What's in a DTU? Choosing the right resource model and service tier for Azure DB
Azure DB is a virtual Microsoft Azure offering that provides a SQL Server service directly accessible via a URL-based connection string. In return for a subscription fee, one can create, connect to and use a significant proportion of the capabilities of an on-premises SQL Server database engine at a fraction of the cost and with swift and painless deployment. However, judging the correct service tier in which to create your new Azure DB is difficult. Get it right, and you may be paying for more than you need. Get it wrong, and you'll start seeing service throttling as you hit your resource quotas. How do we estimate which model, tier and number of DTUs / vCores are appropriate for the workload we are migrating?
Performance of an Azure DB is governed by two models, the DTU-based model and the vCore-based model, and each provide differing levels of service tier and grade of service. Within the tiers we can define our DTU levels / vCores. This tip will define all these key terms and provide more information on the levels of service each combination provides. We will look at features and limitations, and demonstrate how to estimate our model, tier and DTU/vCore requirements using a decision flowchart. We'll also introduce the Azure SQL Database DTU Calculator. Finally, we'll cover the anatomy of a DTU, sum up and offer links for further reading.
Note: I reference other articles as [n] in this article. Refer to the list of references at the end of this article.
Azure DB Models
Microsoft currently offer Azure DB in two models, the DTU model and the vCore model. The DTU model is based on the Database Transaction Unit, and is a blended mix of CPU, I/O and memory (RAM) capabilities based on a benchmark OLTP workload called ASDB. The vCore model is based on the number of virtual CPU cores you require, and this can be scaled up as your workload increases.

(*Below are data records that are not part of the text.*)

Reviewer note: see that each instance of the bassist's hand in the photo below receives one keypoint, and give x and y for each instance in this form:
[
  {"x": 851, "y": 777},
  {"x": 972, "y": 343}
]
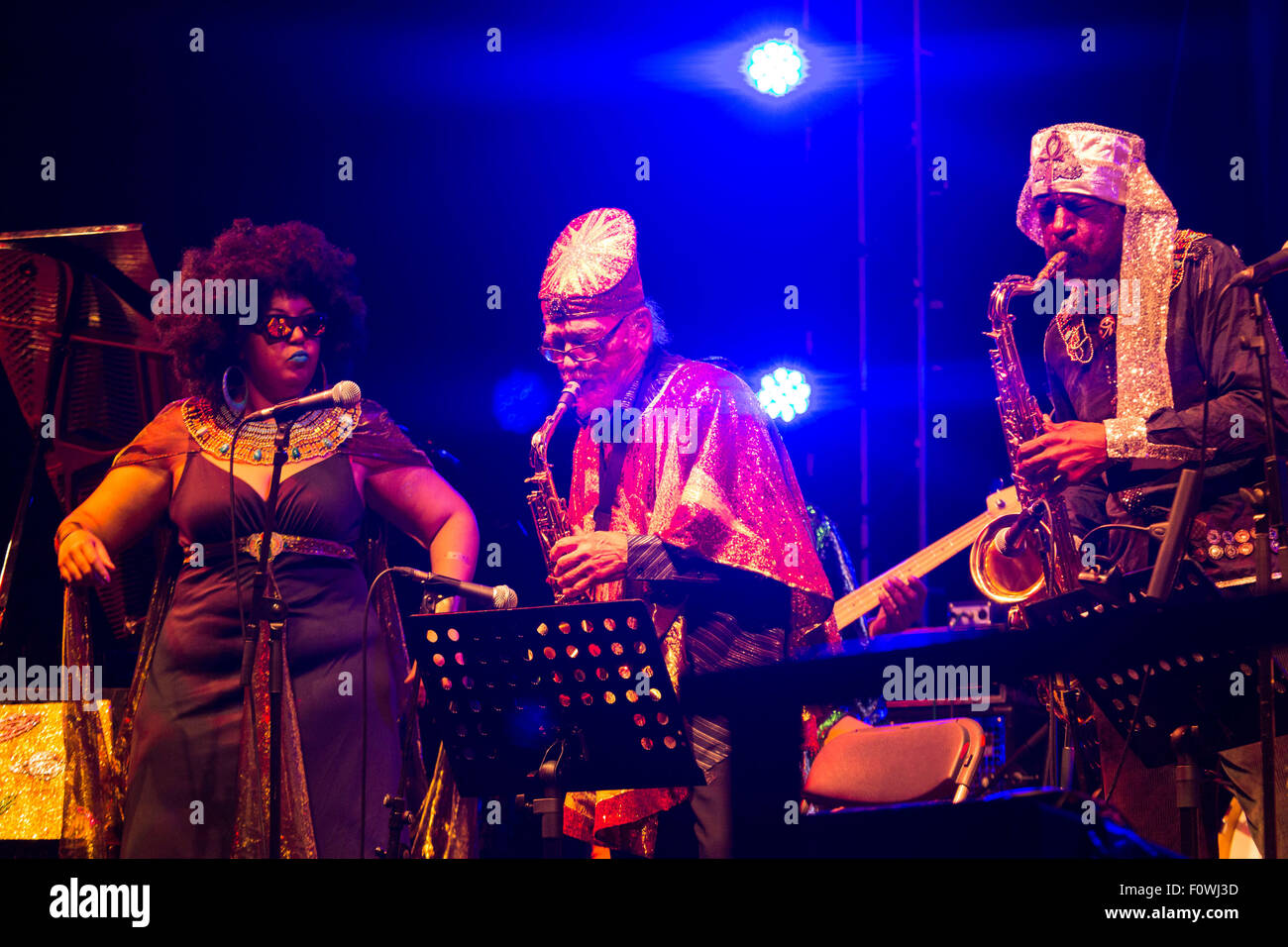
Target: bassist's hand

The DTU model works well if you have pricing constraints or have a fairly stable workload. It is also scalable, as you are able to upgrade the tier or grade of your Azure DB in the future. However, in the DTU model CPU capabilities and storage capabilities are closely coupled; DTUs are a mix of CPU, I/O and memory as we'll discuss in the section 'Anatomy of a DTU' and so if you need more granular control over your CPU or storage requirements, vCore might be best for you. The vCore model is split into the General Purpose and Business Critical tiers.
Microsoft state  that as a rule of thumb, every 100 DTU in the Standard tier requires at least 1 vCore in the General Purpose tier, and every 125 DTU in the Premium tier requires at least 1 vCore in the Business Critical tier. Where your DTU requirements are less than 1 vCore, it is not recommended to use the vCore model.
The vCore model supports up to 80 vCores (CPUs) and 7 GB of memory is allocated per vCore. The Business Critical tier also offers In-Memory OLTP support; 3 replicas; and local SSD storage up to 4TB. In the General Purpose tier, you can expect 500 IOPS per vCore with a maximum allowance of 7,000 IOPS, and in the Business Critical tier you can expect 5,000 IOPS per vCore with a maximum allowance of 200,000 IOPS. This means we must work out our DTU requirements in order to come to a rational decision on which model to use, DTUs or vCores. On to Service Tiers, which will help us determine what these are.
Azure Service Tiers
When we create an Azure DB in the DTU model, we first select a tier - Basic, Standard or Premium, and the definition of the DTU actually depends on this tier - as it's pegged to a benchmark standard called ASDB, this benchmark gives different definitions depending on the tier selected. So, one DTU in Standard is not equal to one DTU in Premium.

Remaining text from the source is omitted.